Obviously, limitations of the present study must be addressed that are a natural result of the retrospective data analysis. Furthermore, we only provide incomplete follow-up, mainly because of migration or change of the attending physician. Also, we only present biochemical postoperative assessment in 9 patients, all of whom presented with a biochemical cure. Of interest, biochemical cure after laparoscopic adrenalectomy for PHA is reported to be between 90 and 100% [15, 17], and normalization of BP and no further need of antihypertensive medication seem to be reliable clinical parameters for biochemical cure. Observations regarding SVS must be considered carefully because of the limited size of the two groups (27 vs. 27).

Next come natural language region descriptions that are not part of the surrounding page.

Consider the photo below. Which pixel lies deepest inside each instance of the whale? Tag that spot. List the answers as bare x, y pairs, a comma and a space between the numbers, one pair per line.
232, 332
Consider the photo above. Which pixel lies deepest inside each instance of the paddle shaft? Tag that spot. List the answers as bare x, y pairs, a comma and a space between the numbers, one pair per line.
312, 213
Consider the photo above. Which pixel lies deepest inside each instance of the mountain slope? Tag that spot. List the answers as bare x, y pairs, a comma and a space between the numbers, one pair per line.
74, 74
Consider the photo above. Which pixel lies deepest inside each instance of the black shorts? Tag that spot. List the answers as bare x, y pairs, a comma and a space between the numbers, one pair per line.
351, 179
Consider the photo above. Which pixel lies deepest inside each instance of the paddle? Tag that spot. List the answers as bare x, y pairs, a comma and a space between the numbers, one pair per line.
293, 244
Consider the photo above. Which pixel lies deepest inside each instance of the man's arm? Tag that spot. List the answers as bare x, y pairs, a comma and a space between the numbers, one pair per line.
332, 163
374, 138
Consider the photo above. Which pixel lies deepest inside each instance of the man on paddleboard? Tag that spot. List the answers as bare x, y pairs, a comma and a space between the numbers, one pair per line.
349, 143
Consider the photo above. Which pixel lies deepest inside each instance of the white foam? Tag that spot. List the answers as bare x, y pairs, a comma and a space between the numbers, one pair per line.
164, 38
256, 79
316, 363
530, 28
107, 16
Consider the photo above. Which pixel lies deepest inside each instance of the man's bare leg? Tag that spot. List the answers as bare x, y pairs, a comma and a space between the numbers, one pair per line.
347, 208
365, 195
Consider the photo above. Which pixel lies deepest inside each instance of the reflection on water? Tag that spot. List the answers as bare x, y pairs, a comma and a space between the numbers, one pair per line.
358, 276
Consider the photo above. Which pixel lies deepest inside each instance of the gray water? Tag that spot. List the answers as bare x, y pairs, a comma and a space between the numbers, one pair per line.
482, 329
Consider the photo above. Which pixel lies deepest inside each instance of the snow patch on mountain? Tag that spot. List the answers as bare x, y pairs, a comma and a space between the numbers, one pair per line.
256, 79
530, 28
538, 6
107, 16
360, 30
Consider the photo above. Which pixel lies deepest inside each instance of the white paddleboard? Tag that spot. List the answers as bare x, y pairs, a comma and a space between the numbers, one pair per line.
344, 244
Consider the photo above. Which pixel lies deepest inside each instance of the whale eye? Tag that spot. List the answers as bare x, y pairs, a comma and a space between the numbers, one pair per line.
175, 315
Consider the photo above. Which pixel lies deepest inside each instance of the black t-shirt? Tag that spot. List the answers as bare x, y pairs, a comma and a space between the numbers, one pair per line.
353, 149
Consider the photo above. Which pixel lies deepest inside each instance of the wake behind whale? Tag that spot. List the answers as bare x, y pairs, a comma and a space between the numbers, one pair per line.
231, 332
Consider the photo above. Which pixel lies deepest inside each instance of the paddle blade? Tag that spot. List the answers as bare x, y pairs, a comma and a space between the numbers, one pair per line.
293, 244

Hypertension is resolved in over half of the patients with PHA after laparoscopic adrenalectomy. Patients with duration of hypertension for more than 6 years, more than 3 hypertensive drugs, and elevated serum creatinine levels have an increased risk of persistent hypertension after surgery. Coexistent hyperplasia in the resected adrenal is not associated with persistent hypertension. Resolution of hypertension could be observed in a good proportion of patients during a follow-up of more than 12 months.